【TDF帯同記 試し読み05】酷暑のツールより餡を込めて
滞在三日目。
いよいよ第一ステージの朝だ。
準備を整えて朝食会場へ。
そうしたら神妙な顔をしたRoxaneとThibaultに囲まれ、
「ツールは大事なレースだから、選手の邪魔をしないように」
と釘を刺される。
ハイ…と頷きながら、(そんなのわかってますよおおおお)と内心のたうち回っていた。邪魔できるほど度胸ないよ!
でも、まあ、プロのジャーナリストでもフォトグラファーでもないただのファンの女の子をチームに帯同させるなんて前代未聞だろうし、きっとその決定もCEOあたりの思いつきとか、そういうノリで、現場のスタッフはただでさえ忙しいのに! みたいな心境なのだろうなあと感じた。私は私のやることをやるだけだと昨日決意したばかりだったけど、やはり気が重かった。
とりあえず写真だけいっぱい撮っていこう。サインとかツーショとかお触りは諦めるぞ…。
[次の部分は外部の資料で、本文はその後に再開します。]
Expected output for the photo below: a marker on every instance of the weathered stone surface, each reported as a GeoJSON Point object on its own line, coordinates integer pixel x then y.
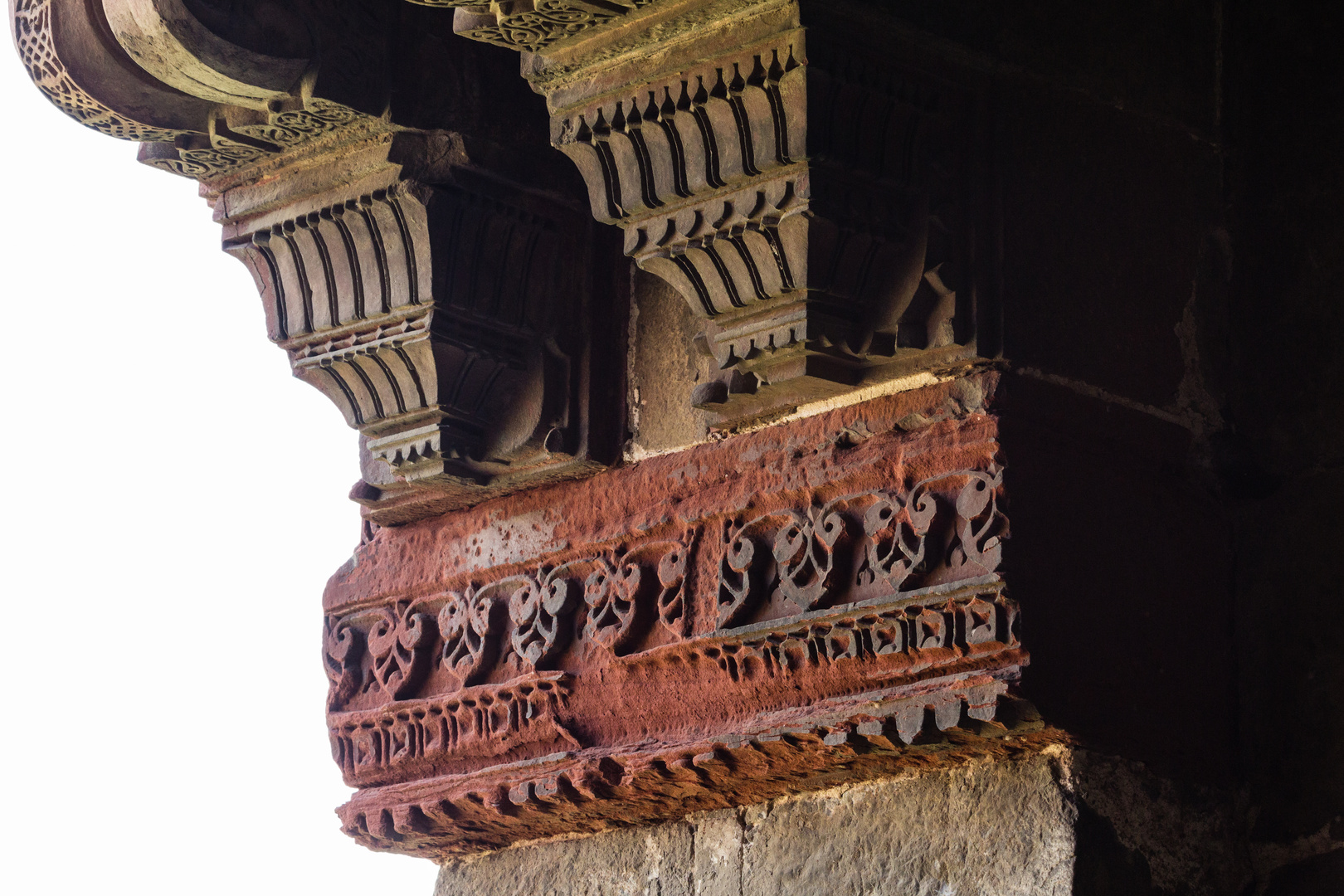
{"type": "Point", "coordinates": [986, 829]}
{"type": "Point", "coordinates": [637, 861]}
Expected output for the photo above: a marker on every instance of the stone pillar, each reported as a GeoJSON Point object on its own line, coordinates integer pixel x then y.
{"type": "Point", "coordinates": [693, 373]}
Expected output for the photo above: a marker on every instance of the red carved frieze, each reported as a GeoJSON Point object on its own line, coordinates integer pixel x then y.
{"type": "Point", "coordinates": [738, 620]}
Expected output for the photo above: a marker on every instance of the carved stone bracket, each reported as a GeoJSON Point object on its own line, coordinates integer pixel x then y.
{"type": "Point", "coordinates": [446, 323]}
{"type": "Point", "coordinates": [811, 199]}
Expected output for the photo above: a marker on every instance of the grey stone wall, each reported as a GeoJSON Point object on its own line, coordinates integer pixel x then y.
{"type": "Point", "coordinates": [992, 829]}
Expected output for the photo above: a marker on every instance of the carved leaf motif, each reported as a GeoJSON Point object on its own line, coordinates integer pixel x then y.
{"type": "Point", "coordinates": [464, 625]}
{"type": "Point", "coordinates": [399, 644]}
{"type": "Point", "coordinates": [535, 609]}
{"type": "Point", "coordinates": [672, 594]}
{"type": "Point", "coordinates": [806, 551]}
{"type": "Point", "coordinates": [897, 531]}
{"type": "Point", "coordinates": [980, 525]}
{"type": "Point", "coordinates": [342, 652]}
{"type": "Point", "coordinates": [734, 575]}
{"type": "Point", "coordinates": [611, 594]}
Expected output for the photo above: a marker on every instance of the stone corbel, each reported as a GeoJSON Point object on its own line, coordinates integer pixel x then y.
{"type": "Point", "coordinates": [442, 306]}
{"type": "Point", "coordinates": [810, 197]}
{"type": "Point", "coordinates": [202, 105]}
{"type": "Point", "coordinates": [444, 319]}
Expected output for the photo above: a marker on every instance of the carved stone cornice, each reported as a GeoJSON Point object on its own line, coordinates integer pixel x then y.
{"type": "Point", "coordinates": [446, 319]}
{"type": "Point", "coordinates": [817, 202]}
{"type": "Point", "coordinates": [847, 620]}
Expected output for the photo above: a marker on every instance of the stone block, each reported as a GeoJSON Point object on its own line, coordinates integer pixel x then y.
{"type": "Point", "coordinates": [986, 829]}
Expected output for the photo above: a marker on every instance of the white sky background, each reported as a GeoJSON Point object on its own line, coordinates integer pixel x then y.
{"type": "Point", "coordinates": [173, 505]}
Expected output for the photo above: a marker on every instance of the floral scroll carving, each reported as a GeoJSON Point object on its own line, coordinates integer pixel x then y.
{"type": "Point", "coordinates": [611, 592]}
{"type": "Point", "coordinates": [465, 626]}
{"type": "Point", "coordinates": [804, 566]}
{"type": "Point", "coordinates": [981, 527]}
{"type": "Point", "coordinates": [897, 528]}
{"type": "Point", "coordinates": [672, 587]}
{"type": "Point", "coordinates": [398, 644]}
{"type": "Point", "coordinates": [537, 607]}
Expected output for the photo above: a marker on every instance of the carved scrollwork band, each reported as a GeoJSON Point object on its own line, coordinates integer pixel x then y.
{"type": "Point", "coordinates": [902, 579]}
{"type": "Point", "coordinates": [882, 733]}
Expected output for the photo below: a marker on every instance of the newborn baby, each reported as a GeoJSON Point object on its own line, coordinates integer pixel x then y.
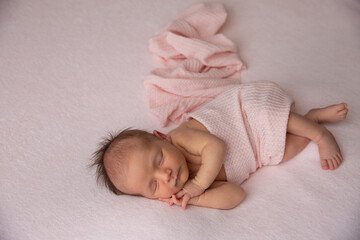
{"type": "Point", "coordinates": [203, 161]}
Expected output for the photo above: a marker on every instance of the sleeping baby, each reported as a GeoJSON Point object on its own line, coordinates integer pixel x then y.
{"type": "Point", "coordinates": [204, 160]}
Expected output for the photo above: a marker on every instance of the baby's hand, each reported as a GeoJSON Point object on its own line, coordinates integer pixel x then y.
{"type": "Point", "coordinates": [190, 190]}
{"type": "Point", "coordinates": [172, 200]}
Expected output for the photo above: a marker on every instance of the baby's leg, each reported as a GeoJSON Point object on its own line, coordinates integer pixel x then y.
{"type": "Point", "coordinates": [295, 144]}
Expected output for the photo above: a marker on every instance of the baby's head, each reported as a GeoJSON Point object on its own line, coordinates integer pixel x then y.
{"type": "Point", "coordinates": [140, 163]}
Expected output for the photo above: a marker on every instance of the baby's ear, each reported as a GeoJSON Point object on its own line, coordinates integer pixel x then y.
{"type": "Point", "coordinates": [161, 135]}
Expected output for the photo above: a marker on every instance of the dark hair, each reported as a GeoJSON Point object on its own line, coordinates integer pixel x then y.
{"type": "Point", "coordinates": [110, 143]}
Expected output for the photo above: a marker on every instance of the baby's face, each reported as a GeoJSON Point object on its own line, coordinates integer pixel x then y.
{"type": "Point", "coordinates": [154, 170]}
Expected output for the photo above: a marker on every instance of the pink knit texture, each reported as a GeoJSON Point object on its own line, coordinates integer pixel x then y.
{"type": "Point", "coordinates": [252, 119]}
{"type": "Point", "coordinates": [198, 64]}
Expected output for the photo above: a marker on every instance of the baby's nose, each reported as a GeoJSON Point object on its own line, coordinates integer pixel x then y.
{"type": "Point", "coordinates": [164, 174]}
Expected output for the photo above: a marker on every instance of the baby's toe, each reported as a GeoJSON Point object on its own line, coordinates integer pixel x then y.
{"type": "Point", "coordinates": [335, 163]}
{"type": "Point", "coordinates": [324, 164]}
{"type": "Point", "coordinates": [331, 164]}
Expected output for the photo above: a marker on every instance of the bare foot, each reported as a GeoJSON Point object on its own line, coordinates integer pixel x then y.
{"type": "Point", "coordinates": [333, 113]}
{"type": "Point", "coordinates": [330, 154]}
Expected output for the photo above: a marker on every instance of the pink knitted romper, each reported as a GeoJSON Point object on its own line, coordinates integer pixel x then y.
{"type": "Point", "coordinates": [252, 119]}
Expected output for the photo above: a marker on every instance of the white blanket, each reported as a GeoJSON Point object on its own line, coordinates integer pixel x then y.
{"type": "Point", "coordinates": [72, 70]}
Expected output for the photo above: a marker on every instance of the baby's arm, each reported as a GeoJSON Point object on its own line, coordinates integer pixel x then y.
{"type": "Point", "coordinates": [220, 195]}
{"type": "Point", "coordinates": [212, 151]}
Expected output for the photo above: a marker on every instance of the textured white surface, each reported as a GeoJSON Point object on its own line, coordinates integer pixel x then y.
{"type": "Point", "coordinates": [72, 70]}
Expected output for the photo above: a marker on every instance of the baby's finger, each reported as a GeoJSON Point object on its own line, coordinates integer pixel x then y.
{"type": "Point", "coordinates": [180, 194]}
{"type": "Point", "coordinates": [164, 199]}
{"type": "Point", "coordinates": [185, 200]}
{"type": "Point", "coordinates": [175, 200]}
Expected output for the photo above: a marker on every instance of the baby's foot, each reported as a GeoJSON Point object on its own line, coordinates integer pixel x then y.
{"type": "Point", "coordinates": [330, 154]}
{"type": "Point", "coordinates": [333, 113]}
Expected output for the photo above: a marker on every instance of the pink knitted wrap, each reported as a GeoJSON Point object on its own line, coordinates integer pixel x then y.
{"type": "Point", "coordinates": [252, 119]}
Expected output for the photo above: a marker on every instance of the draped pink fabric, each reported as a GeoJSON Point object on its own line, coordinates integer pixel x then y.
{"type": "Point", "coordinates": [198, 63]}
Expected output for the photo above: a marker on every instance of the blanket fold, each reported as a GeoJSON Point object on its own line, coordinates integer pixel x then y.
{"type": "Point", "coordinates": [198, 63]}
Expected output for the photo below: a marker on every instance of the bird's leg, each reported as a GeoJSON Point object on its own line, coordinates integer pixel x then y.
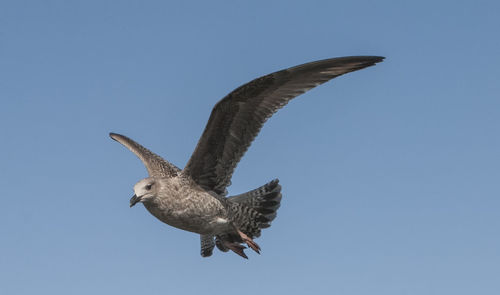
{"type": "Point", "coordinates": [249, 241]}
{"type": "Point", "coordinates": [236, 248]}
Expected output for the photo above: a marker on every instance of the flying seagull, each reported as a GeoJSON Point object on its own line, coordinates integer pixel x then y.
{"type": "Point", "coordinates": [194, 199]}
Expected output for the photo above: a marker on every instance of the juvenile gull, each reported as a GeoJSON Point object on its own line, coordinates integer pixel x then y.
{"type": "Point", "coordinates": [194, 199]}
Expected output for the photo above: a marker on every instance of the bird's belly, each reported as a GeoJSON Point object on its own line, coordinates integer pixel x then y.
{"type": "Point", "coordinates": [198, 214]}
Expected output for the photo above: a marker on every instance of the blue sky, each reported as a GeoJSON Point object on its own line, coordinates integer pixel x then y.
{"type": "Point", "coordinates": [390, 175]}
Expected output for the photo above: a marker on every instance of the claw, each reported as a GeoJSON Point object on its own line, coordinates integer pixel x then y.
{"type": "Point", "coordinates": [249, 242]}
{"type": "Point", "coordinates": [236, 248]}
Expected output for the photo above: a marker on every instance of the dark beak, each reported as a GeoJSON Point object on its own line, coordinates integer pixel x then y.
{"type": "Point", "coordinates": [134, 200]}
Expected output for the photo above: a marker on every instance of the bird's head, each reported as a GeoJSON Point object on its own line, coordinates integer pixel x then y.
{"type": "Point", "coordinates": [144, 190]}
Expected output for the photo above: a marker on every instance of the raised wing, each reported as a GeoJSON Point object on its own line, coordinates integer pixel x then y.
{"type": "Point", "coordinates": [155, 164]}
{"type": "Point", "coordinates": [237, 118]}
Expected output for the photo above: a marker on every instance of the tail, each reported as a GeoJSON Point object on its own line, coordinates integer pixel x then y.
{"type": "Point", "coordinates": [265, 200]}
{"type": "Point", "coordinates": [254, 211]}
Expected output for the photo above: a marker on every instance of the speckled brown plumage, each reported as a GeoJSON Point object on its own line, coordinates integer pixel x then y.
{"type": "Point", "coordinates": [194, 199]}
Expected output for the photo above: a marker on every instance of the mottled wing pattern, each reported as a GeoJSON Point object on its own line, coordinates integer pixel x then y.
{"type": "Point", "coordinates": [155, 164]}
{"type": "Point", "coordinates": [207, 245]}
{"type": "Point", "coordinates": [237, 118]}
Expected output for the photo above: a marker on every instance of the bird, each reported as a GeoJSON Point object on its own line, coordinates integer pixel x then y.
{"type": "Point", "coordinates": [195, 198]}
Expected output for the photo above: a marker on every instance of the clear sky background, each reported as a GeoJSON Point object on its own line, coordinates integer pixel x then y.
{"type": "Point", "coordinates": [390, 175]}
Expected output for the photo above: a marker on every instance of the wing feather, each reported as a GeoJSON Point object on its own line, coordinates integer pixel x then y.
{"type": "Point", "coordinates": [236, 120]}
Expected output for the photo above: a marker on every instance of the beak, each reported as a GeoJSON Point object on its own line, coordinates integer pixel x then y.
{"type": "Point", "coordinates": [134, 200]}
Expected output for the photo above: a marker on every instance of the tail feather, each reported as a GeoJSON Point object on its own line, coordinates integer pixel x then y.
{"type": "Point", "coordinates": [266, 200]}
{"type": "Point", "coordinates": [254, 210]}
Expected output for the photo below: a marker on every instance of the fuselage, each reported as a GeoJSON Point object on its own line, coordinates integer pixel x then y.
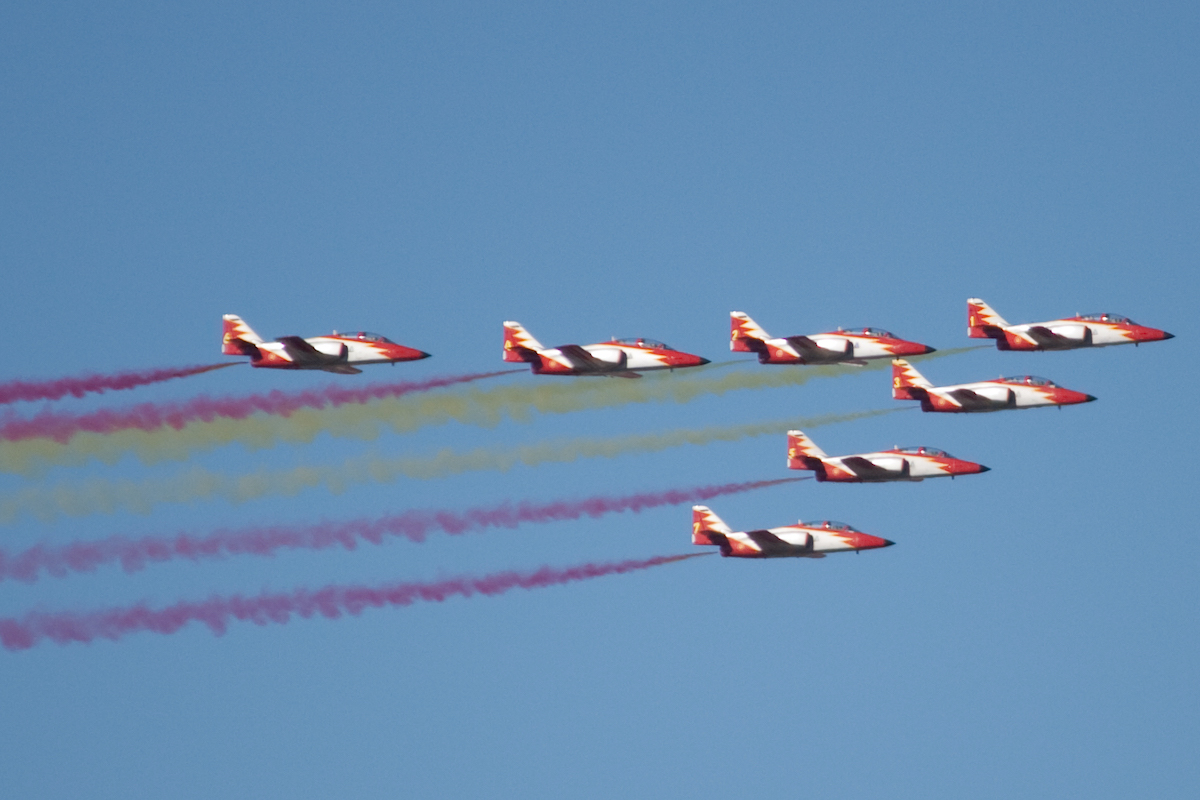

来れただけで幸せなんだ。そんなことを考えながらロビーをぶらぶら、ツイッターに「まだ選手に紹介されてないよー」なんてつぶやいていたら、突然Roxaneに呼び止められた。
えっまだ何かあるの。
「今いい? 選手に紹介するから!」
待て待て待て。心の準備ができてねーわ!! と言ってる間に連れて行かれたのは廊下のソファ。
座っていたのはシャヴァネルだった。
ウオオオオオイ大本命からですか!!!
やめて…無理…心臓止まっちゃう…って言って逃げてもいられないのでのろのろと彼の目の前まで行く。
私に気付いたシャヴァネルは、ミラノで会ったときのように柔らかく目を細めた。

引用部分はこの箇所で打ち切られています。